The new General Data Protection Regulation (GDPR) has been pulling the plugs on all discrepancies and data mishandling that used to happen till now. Under the new rule applicable throughout the EU (European Union), all gaps in the process management and global strategy and leadership have to be adhered to the legislation.
It entails a huge shift in the strategic leadership and management.
Here are the steps:
The first step for any other step is being aware and acknowledging that GDPR has been rolled out. Organization leaders and C-suite officers have to come to terms to comply by every rule that the law lays down. Of course, strategic leadership and management people have to burn the midnight oil and check the company’s risk register and to identify an area that needs improvement.
You have to have even little details regarding what data you possess and who you share data with. Have authorities handing global strategy and leadership conduct an information audit as to what data you possess. If you are sharing information with the next company, you ought to tell them if some of your data are faulty. You have to abide by the accountability principle of the GDPR which asks to be able to prove effective policies and procedures in place on demand.
#3. Communication: New data has to be included in the privacy notice including the legal basis for possessing of data, its processing, the data retention period, and a suggestion for people to complain to ICO (Information Commissioner’s Office) if they find something out of place.

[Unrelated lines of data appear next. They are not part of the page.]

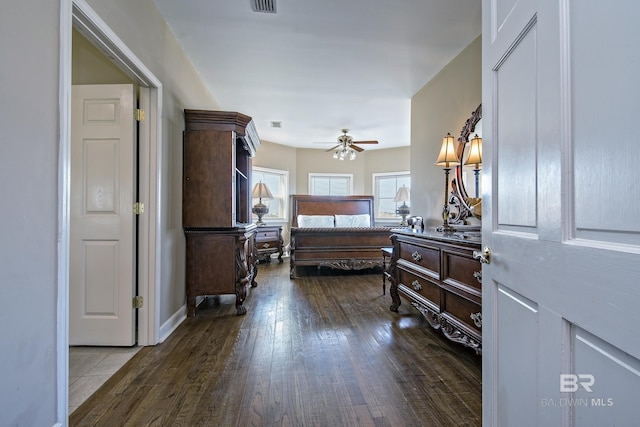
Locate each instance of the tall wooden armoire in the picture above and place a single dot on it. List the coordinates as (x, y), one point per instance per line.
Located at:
(221, 257)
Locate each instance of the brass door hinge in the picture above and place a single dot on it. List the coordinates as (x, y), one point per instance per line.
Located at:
(137, 301)
(138, 114)
(138, 208)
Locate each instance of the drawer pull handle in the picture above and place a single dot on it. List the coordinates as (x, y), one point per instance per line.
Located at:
(477, 319)
(484, 257)
(478, 276)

Check your procedures for these individual rights as stated by GDPR:
• The right to information
• The right of access
• The right to rectification
• The right to erasure
• The right to restrict processing
• The right to data portability
• The right to object
• The right not to be subject to automated decision-making including profiling
The data portability law is new. Here’s the applicability of it:
• The personal data provided to a controller by an individual
• The data processed for the performance of a contract or individual consent
• The data processed by automated means
You need to provide data in a machine-readable form and it must be free of charge. Align your global strategy and leadership as to how to provide data if some layman asks for it and who will make decisions about data deletion and the location of data that has been requested to be deleted.
#5. Grant Access Request: Here are the rules you must be prepared for:
• No charges to be levied for compliance with an individual request
• The current 40 days period has been reduced to a month for the reply
• Requests that are complex or unfounded can be refused or charged
• With refusal, you are supposed to let the party know the grounds on which you are refusing and that they could complain to a higher authority or seek a judicial remedy- all within a month’s period.